IPv6 Maintenance                                               J. Massar
Internet-Draft                                         Massar Networking
Updates: 6437 (if approved)                            November 13, 2014
Intended status: Standards Track
Expires: May 17, 2015


                           The IPv6 MTU Label
                    draft-massar-v6man-mtu-label-02

Abstract

   This document redefines the use of the IPv6 Flow Label field to allow
   specification of the lowest MTU on a path that the packet travels,
   thus in most cases avoiding the need for performing Path MTU
   Discovery and the round-trip penalty that that occurs for processing
   the ICMPv6 PTB and retransmitting the packets involved.

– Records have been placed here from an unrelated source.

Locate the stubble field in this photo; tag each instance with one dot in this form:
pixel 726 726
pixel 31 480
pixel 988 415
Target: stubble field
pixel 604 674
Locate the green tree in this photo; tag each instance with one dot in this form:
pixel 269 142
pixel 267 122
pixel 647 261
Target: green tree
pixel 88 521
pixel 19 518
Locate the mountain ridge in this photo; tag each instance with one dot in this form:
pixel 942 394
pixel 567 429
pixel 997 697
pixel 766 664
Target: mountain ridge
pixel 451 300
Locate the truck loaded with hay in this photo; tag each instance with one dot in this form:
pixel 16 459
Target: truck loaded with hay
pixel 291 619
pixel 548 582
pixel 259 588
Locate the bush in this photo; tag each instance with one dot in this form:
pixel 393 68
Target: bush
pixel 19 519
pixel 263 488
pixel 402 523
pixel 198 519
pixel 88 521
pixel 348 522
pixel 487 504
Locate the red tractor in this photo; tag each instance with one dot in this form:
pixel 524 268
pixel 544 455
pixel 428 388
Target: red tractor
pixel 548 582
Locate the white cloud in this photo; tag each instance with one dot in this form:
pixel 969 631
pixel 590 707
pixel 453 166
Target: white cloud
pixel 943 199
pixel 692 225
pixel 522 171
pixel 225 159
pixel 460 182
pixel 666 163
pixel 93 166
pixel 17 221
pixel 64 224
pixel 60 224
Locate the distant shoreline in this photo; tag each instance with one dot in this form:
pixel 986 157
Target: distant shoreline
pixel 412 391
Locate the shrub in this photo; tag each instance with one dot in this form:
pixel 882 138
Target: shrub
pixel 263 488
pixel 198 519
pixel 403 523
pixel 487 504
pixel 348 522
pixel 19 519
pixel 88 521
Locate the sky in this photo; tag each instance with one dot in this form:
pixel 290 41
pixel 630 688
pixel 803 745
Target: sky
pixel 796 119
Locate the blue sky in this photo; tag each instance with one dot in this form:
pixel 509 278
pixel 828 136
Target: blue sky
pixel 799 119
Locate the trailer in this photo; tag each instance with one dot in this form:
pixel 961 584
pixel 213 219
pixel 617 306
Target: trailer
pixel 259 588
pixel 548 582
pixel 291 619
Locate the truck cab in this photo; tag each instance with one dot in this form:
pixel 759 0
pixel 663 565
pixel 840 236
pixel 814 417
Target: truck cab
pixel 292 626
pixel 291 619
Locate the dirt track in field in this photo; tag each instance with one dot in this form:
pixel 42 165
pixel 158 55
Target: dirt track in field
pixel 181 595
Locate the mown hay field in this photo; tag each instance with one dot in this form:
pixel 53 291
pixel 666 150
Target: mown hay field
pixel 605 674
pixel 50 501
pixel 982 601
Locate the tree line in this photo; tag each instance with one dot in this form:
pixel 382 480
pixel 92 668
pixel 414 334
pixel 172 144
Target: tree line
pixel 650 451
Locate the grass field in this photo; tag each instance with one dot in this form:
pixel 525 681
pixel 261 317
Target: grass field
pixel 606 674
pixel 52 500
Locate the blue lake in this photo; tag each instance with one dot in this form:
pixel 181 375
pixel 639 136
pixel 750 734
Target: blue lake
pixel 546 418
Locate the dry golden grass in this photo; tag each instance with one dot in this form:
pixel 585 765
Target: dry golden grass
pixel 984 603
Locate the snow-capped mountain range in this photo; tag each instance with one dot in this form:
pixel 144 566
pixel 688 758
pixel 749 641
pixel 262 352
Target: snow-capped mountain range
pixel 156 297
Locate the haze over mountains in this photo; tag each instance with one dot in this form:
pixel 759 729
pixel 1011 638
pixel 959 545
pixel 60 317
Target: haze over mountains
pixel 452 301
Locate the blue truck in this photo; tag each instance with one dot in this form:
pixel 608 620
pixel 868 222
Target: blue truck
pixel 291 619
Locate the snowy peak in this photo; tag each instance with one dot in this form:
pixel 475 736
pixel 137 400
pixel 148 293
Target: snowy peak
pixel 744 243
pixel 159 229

   This specification allows graceful decrease of MTU so that large and
   non-standard MTU sizes can safely be used on the Internet.

   [[A1: Obsoleting the IPv6 Flow Label and replacing it completely with
   this field might be a better option than keeping it defined as an
   IPv6 Flow Label field and allowing existing flows to exist.  --JM]]
   [[A2: A better name than "IPv6 MTU Label" is requested as it is not
   really a "Label".  --JM]]

Status of This Memo

   This Internet-Draft is submitted in full conformance with the
   provisions of BCP 78 and BCP 79.

   Internet-Drafts are working documents of the Internet Engineering
   Task Force (IETF).  Note that other groups may also distribute
   working documents as Internet-Drafts.  The list of current Internet-
   Drafts is at http://datatracker.ietf.org/drafts/current/.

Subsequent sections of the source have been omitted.